A crítica a estas teorias é que ao edificar toda a sua avaliação da escolarização num modelo de sociedade de base superestrutural perdem de vista a contribuição específica e autónoma da escola ao carácter da vida social e das relações sociais em geral. Segundo McCarthy passaram por alto uma das principais contribuições dos investigadores liberais: uma maior consciência da importância que possui o prestar atenção ao interior das escolas para examinar o que fazem, na realidade, as instituições educativas nos planos cultural, político e económico.
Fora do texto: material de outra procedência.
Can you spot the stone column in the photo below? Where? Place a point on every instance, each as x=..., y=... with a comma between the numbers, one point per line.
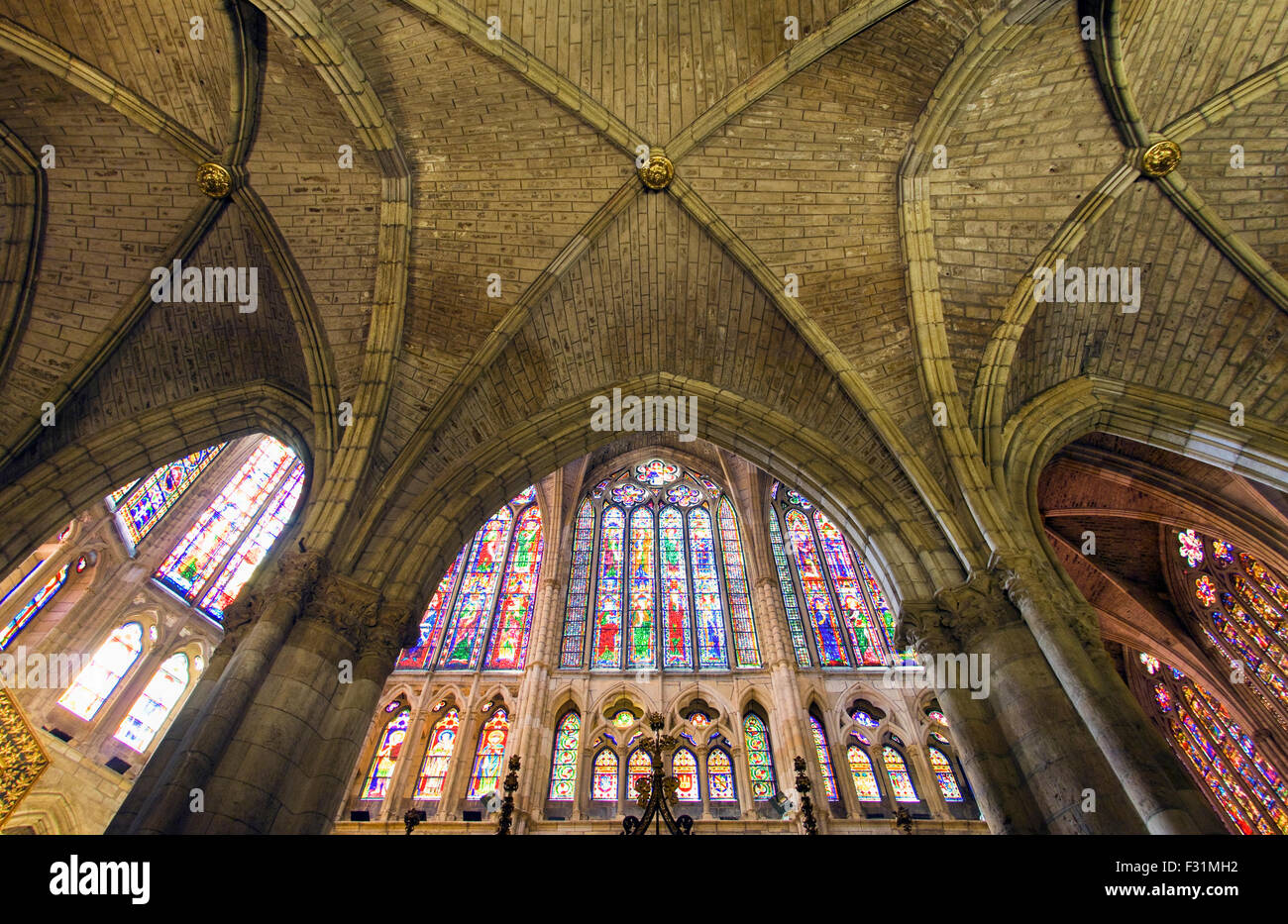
x=254, y=631
x=984, y=752
x=1056, y=757
x=1067, y=632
As teorias radicais da reprodução cultural adoptaram, em meados dos anos 70, uma orientação culturalista frente às explicações económicas estuturalistas. Desde este enfoque, algumas das críticas que se realizam aos marxistas ortodoxos da educação são: a) Reduzir todas as actuações da escola e da sociedade à economia; b) Definir a classe social em termos económicos restritos; c) Marginalizar o significado e os efeitos do currículo escolar.

Postula-se a relativa independência dos processos ideológicos e culturais da escola respeitante às infraestruturas da sociedade. A questão crítica que deve levantar-se, segundo McCarthy, sobre o currículo escolar é: de quem procede o saber escolar e a quem interessa servir esse mesmo saber? Segundo o autor, por desgraça estes temas não económicos permanecem num estado de subdesenvolvimento na teoria da reprodução cultural. Perante estas duas posturas, McCarthy (1993), recolhendo e assumindo a relação dialéctica entre estrutura social e práticas humanas, apresenta uma formulação alternativa que trata de evitar a consideração dos “valores culturais” ou das “ estruturas económicas” como a fonte exclusiva ou única da desigualdade racial na educação e aborda a relação raça-educação desde uma perspectiva dialéctica antes que linear:

A corrente dominante e radicais não tem em conta a variabilidade histórica, não examinam o contexto institucional e social. Não tem em conta o vínculo entre as estruturas sociais (económicas, políticas ou ideológicas) e o que fazem os professores e alunos. Os enfoques actuais da desigualdade racial fundamentam-se demasiado em modelos ou explicações lineares e monocausais que não permitem a exploração dos contextos políticos, culturais e económicos que cada grupo racial se encontra com os demais na escola e na vida social (McCarthy, 1993. p. 22). Numa perspectiva estruturalista, a cultura escolar é produzida pela forma escolar de educação, principalmente através da modelização das suas formas e estruturas, seja o

plano de estudos, as disciplinas, o modo de organização pedagógica, os meios auxiliares de ensino.

Por fim, a perspectiva interaccionista, em que a cultura escolar é a cultura organizacional da escola; considera-se, portanto, cada escola em particular. Pode falar- se, assim, na existência de uma cultura própria, no âmbito da Escola e do Sistema Educativo, que reflecte todo um conjunto de práticas, valores e crenças, partilhados por todos aqueles que interagem no seu âmbito. Trata-se porém, de uma cultura que pode não ser assumida por todos, já que tende a uma homogeneização, contemplando e referindo-se ao todo e não às realidades locais específicas. Como refere Guerra Santos:

os mitos sobre os quais se articula a escola referem-se à bondade dos padrões culturais; à eficácia causal do ensino; à igualdade de oportunidades à homogeneização do comportamento; à uniformidade das regras; ao agrupamento estável; à rotinização da actividade; à transmissão cultural; à eficácia da obediência; e ao valor da autoridade (2002, p. 187).